Achalasia dilation, also referred to as pneumatic balloon dilation, is a nonsurgical treatment for a rare but serious condition called achalasia that affects the esophagus.
Achalasia, also known as esophageal achalasia, is a condition in which the esophagus (the tube that carries food from the mouth to the stomach) is unable to move the food into the stomach. The lower esophageal sphincter (LES) is a ring of muscle fibers that surrounds the lower end of the esophagus where it joins the stomach. The LES acts like a valve between the esophagus and stomach, preventing the backflow of food. In people with achalasia, the LES fails to relax during swallowing, resulting in the food moving back up into the esophagus.
Dilation, sometimes called dilatation, refers to an act of enlarging, stretching, or widening a part or organ of the body. Achalasia dilation is an endoscopic procedure in which a special balloon is positioned at the LES and inflated in order to widen the opening for food to enter the stomach.
Achalasia dilation is indicated for patients with swallowing difficulty due to type 1, 2, and 3 esophageal achalasia.
- Type 1 refers to minimal contractility in the esophageal body
- Type 2 refers to intermittent periods of panesophageal pressurization
- Type 3 refers to spastic or premature distal esophageal contractions
Achalasia causes weakening of the upper esophageal muscles and prevents complete relaxation of the LES, making passage of food and liquids into the stomach difficult. These problems create difficulty in swallowing and can lead to weight loss, malnutrition, vomiting and dehydration.
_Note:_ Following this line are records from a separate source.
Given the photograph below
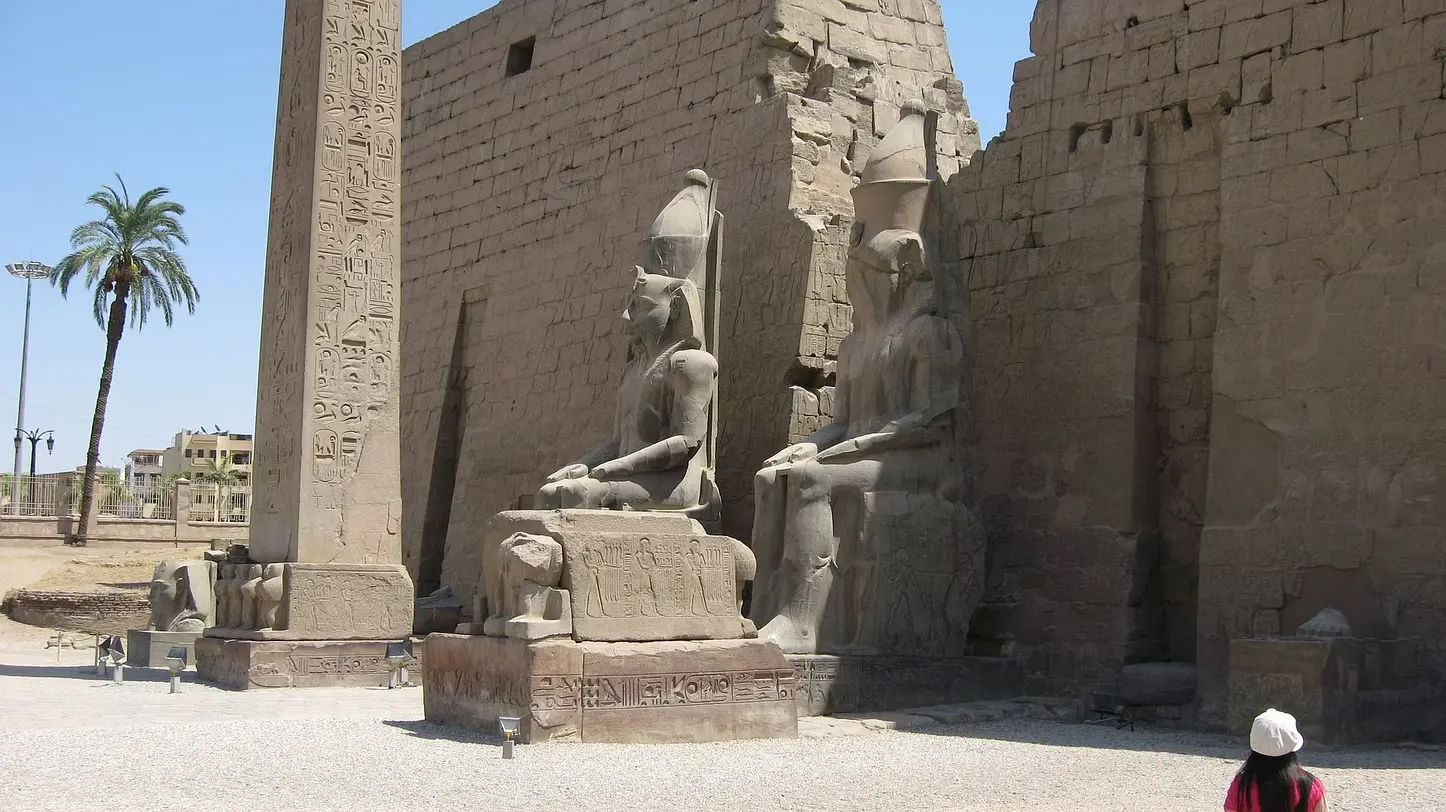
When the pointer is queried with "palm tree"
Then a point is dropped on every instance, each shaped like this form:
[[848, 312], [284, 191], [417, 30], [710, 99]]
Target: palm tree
[[223, 476], [130, 262]]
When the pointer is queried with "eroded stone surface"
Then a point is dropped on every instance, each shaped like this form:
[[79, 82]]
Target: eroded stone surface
[[511, 272], [631, 692], [626, 575], [327, 478], [865, 533], [324, 601], [182, 595]]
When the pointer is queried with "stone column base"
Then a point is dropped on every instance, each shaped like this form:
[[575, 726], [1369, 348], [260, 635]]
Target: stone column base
[[843, 684], [146, 648], [619, 692], [242, 665]]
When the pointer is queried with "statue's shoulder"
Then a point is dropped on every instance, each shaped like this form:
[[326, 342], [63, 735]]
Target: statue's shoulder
[[931, 328], [693, 363]]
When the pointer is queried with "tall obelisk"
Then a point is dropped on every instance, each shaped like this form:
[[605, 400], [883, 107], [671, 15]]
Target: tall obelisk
[[324, 556]]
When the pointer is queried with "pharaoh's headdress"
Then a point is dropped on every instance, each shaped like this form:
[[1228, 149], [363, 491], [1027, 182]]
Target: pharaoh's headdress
[[678, 240], [894, 185]]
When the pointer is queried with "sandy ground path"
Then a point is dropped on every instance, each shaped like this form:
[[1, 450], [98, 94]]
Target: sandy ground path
[[70, 740]]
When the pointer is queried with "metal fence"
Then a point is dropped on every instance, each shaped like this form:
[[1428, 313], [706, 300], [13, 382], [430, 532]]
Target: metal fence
[[229, 504], [142, 502], [44, 494]]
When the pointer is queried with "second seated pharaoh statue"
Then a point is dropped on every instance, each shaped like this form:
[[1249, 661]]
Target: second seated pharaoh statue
[[863, 532]]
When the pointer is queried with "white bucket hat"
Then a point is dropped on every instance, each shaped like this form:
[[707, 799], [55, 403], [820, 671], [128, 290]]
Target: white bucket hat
[[1274, 734]]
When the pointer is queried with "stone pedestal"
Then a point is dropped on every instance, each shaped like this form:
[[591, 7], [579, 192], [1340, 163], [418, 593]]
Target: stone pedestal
[[242, 665], [843, 684], [1316, 681], [629, 575], [318, 601], [146, 648], [621, 692]]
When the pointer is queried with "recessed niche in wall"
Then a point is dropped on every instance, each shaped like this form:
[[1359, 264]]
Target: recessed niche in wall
[[519, 55]]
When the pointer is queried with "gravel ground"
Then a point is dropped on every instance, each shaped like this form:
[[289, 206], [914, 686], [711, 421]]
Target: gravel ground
[[70, 740]]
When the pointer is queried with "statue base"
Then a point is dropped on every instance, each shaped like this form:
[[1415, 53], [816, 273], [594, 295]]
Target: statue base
[[242, 665], [843, 684], [619, 692], [146, 648], [320, 601]]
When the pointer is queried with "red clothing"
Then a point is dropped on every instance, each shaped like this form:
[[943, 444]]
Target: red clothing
[[1318, 791]]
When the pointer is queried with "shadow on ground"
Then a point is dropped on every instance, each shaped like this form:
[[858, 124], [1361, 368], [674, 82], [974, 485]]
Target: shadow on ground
[[88, 674], [444, 733], [1186, 743]]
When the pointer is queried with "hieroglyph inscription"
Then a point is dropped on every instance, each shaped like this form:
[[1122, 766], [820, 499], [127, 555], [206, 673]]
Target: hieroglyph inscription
[[655, 578], [354, 275], [327, 398], [671, 689]]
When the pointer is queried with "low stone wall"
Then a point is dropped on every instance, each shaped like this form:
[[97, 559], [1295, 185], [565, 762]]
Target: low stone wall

Procedure preparation for achalasia dilation may involve the following steps:
- A thorough history and physical examination
- Routine blood work and imaging
- Informing your doctor of any allergies to medications or anesthesia
- Informing your doctor of any medications or supplements you are taking or any conditions you have such as heart or lung disease
- Refraining from certain medications, such as blood thinners or anti-inflammatories
- Refraining from solids or liquids at least 8 hours prior to the procedure
- Arranging for someone to drive you home after the procedure
Achalasia dilation is an outpatient endoscopic procedure usually performed under fluoroscopic guidance (live X-ray). An endoscope is a long, thin, flexible tube with a camera and light source at the end. Images from the camera are transmitted to a large monitor for your physician to view the inside of your esophagus. In general, the procedure involves the following steps:
- General or local anesthesia is administered to numb your throat. You may also be given sedation medicine to keep you relaxed.
- Your physician then inserts an endoscope through your mouth and into the esophagus. Fluoroscopy may be used to create continuous X-ray images on a monitor throughout the procedure.
- The tight lower esophageal sphincter near the top of the gastric folds is identified, and a catheter with a small, deflated balloon is passed over a guidewire into the area of abnormality.
- The balloon, which is about 1.2 to 1.6 inches (30 to 40 mm) in diameter is centered over the LES and inflated with air until wide enough.
- The balloon helps stretch out the muscles of the LES, expanding the opening so that food can pass through more easily.
- Once adequate stretching is achieved, the balloon is deflated and removed along with the guidewire and scope.
The procedure may need to be repeated to achieve satisfactory results.
Post Procedure Care
Post-procedure care and instructions may involve the following:
- You will be transferred to the recovery area where your nurse will monitor your condition as you recover from the effects of anesthesia/sedation.
- It is normal for you to feel soreness, pain or discomfort in the throat due to the tube used. Medications will be given to keep you comfortable.
- You should be able to take liquids once the anesthetic effect wears off and you no longer feel numbness in your throat.
- You should be able to eat a normal diet the same day or the next day.
- A follow-up appointment will be scheduled to monitor your progress.
Risks and Complications
Achalasia dilation is a relatively safe procedure; however, some risks and complications may occur, such as:
- Puncture or perforation
- Chest pain
- Acid reflux
- Adverse reactions to anesthesia
Achalasia dilation is a safe and effective treatment for achalasia. A cylinder-shaped balloon inflated with air is used to disrupt the muscle fibers of the lower esophageal sphincter, which are too tight in people with achalasia. It usually requires more than one treatment session to achieve satisfactory results, and this should be considered when deciding on the procedure.